Au-delà du cas spécifique, ce raisonnement est intéressant puisqu’il est illustratif d’une contrainte générale qui amène les adeptes de la rationalité républicaine, qu’ils soient politiques ou universitaires, à prendre en compte davantage le facteur ethnique dans leur raisonnement. Si leur but est, bien sûr, d’oeuvrer pour une société où les valeurs républicaines peuvent être réalisées et où l’appartenance ethnique du citoyen peut être transcendée, les effets de leur nouveau discours sont fortement ambigus : il légitime indirectement une nouvelle conception de la population française, à savoir en termes de « communautés », et contribue ainsi à permettre l’élaboration d’une politique qui elle aussi, se base, ouvertement ou non, sur ce découpage de la population, nonobstant le fait qu’elle partage le but d’une dissolution des communautés à travers le brassage des populations.

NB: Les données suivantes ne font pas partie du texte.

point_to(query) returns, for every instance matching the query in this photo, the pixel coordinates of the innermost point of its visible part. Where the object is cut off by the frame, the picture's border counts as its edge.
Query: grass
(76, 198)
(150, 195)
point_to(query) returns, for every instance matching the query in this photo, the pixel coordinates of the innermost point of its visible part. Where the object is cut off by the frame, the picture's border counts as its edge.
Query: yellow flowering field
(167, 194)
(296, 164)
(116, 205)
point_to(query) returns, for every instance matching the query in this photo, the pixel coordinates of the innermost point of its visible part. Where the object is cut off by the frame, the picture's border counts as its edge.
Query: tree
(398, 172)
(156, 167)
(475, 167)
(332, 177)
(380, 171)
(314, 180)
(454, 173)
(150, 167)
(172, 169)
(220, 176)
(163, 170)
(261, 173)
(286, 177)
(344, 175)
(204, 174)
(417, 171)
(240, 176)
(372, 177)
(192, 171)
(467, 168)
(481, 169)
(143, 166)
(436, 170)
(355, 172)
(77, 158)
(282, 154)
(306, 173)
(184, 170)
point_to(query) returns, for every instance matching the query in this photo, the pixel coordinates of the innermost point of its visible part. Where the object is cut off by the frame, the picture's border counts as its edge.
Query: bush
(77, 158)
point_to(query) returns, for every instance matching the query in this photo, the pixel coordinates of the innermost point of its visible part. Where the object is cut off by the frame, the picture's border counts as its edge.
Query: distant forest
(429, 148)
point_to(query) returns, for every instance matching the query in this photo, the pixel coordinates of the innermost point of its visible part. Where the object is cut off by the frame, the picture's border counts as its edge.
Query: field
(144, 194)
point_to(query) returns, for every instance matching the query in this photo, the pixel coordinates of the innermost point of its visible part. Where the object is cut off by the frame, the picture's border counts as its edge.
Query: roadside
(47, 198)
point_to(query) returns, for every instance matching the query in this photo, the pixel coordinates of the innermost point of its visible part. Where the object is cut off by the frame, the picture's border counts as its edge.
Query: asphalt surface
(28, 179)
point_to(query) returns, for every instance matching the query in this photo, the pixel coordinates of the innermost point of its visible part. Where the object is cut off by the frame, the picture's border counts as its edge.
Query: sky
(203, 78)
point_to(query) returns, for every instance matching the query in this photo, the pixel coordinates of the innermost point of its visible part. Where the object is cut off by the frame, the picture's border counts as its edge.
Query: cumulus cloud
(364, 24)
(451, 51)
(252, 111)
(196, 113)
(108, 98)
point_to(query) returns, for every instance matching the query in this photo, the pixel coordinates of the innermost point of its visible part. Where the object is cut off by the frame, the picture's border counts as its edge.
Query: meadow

C’est ainsi au cours des années 1980 qu’un système de « discrimination positive territoriale » de grande envergure est mis en place (Calvès, 2004). Cette politique fait partie notamment de ce qu’on va finalement, dès 1990, nommer « politique de la ville », politique qui émerge lentement après 1981 et qui est dans une large mesure une réaction à la « crise des banlieues », préfigurée par les émeutes dans la banlieue lyonnaise à l’été 1981 (Jobert et Damamme, 1995). Au même moment, la politique d’éducation nationale s’embarque sur la même voie à travers la création d’un système complexe de zones d’éducation prioriatires dans lesquelles les conditions de fonctionnement des écoles sont régies différemment. Ajoutons, finalement, que la politique française, dès la fin des années 1990, fait de la lutte contre la discrimination, notamment celle contre les « jeunes issus de l’immigration » un objectif prioritaire — ce qui reflète aussi l’échec perçu de l’intégration républicaine (Fassin, 2002).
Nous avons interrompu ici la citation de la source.